Hubble Finds Early, Massive Galaxies Running on Empty
These images are composites from NASA's Hubble Space Telescope and the Atacama Large Millimeter/submillimeter Array (ALMA). The boxed and pullout images show two of the six, distant, massive galaxies where scientists found star formation has ceased due to the depletion of a fuel source – cold hydrogen gas. Hubble, together with ALMA, found these odd galaxies when they combined forces with the "natural lens" in space created by foreground massive galaxy clusters. The clusters' gravity stretches and amplifies the light of the background galaxies in an effect called gravitational lensing. This phenomenon allows astronomers to use massive galaxy clusters as natural magnifying glasses to study details in the distant galaxies that would otherwise be impossible to see. The yellow traces the glow of starlight. The artificial purple color traces cold dust from ALMA observations. This cold dust is used as a proxy for the cold hydrogen gas needed for star formation. Even with ALMA's sensitivity, scientists do not detect dust in most of the six galaxies sampled. One example is MRG-M1341, at upper right. It looks distorted by the "funhouse mirror" optical effects of lensing. In contrast, the purple blob to the left of the galaxy is an example of a dust-and-gas-rich galaxy. One example of the detection of cold dust ALMA did make is galaxy MRG-M2129 at bottom right. The galaxy only has dust and gas in the very center. This suggests that star formation may have shut down from the outskirts inward. Annotated image on the left, unannotated image on the right. Image Processing: Joseph DePasquale (STScI)

Scientists Baffled as to Why These Stars Died

It's still a mystery why these six galaxies passed away in the first place.

Whitaker said in a CBS News that there are several unanswered concerns that scientists will continue to investigate as more data becomes available.


The astronomers used Hubble to locate the galaxies. They then utilized the Atacama Large Millimeter/submillimeter Array (ALMA) in northern Chile to determine if the galaxies had cold dust, indicating cold hydrogen gas.

In the same press release above, scientists explained they wouldn't have been able to see the galaxies without a method known as "gravitational lensing," NASA said because they were so ancient and far away. As natural telescopes, the researchers used supermassive galaxy clusters that were closer to Earth. The gravitational pull of these clusters magnifies light from nearby objects. According to Nasa, when very distant galaxies are hidden behind a galaxy cluster, they look stretched and enlarged in pictures, allowing scientists to view features that would otherwise be lost without magnifying the galaxy clusters.

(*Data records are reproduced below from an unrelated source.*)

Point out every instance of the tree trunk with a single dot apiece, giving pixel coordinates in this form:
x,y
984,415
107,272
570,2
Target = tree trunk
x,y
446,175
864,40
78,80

Whitaker said they could locate the distant, most massive, as well as first galaxies to shut down their star production by utilizing powerful gravitational lensing as a natural telescope. The researcher believed it was performing science in the 2030s or 1940s - with powerful next-generation satellite telescopes - but today by combining Hubble and ALMA's capabilities, which are enhanced by strong lensing.

According to Mohammad Akhshik, the Hubble observing program's chief scientist, the team gathered the biggest sample of these uncommon, dead galaxies in the early universe to date.

Own Telescopes

Researchers used the Resolving QUIEscent Magnified Galaxies at High Redshift (REQUIEM) program to examine these galaxies, the University of Arizona said. The expansion of space causes redshift, which causes light to be stretched and shifted toward the red end of the spectrum. The redder a galaxy looks as it gets further away from the viewer.

The REQUIEM team utilizes extraordinarily huge foreground galaxy clusters as natural telescopes to measure light from very distant galaxies. In a process known as strong gravitational lensing, the tremendous gravity of a galaxy cluster warps space, distorting and amplifying light from background objects. When an early, large, and faraway galaxy is placed behind a cluster like this, it looks stretched and magnified, allowing astronomers to examine features that would otherwise be difficult to detect.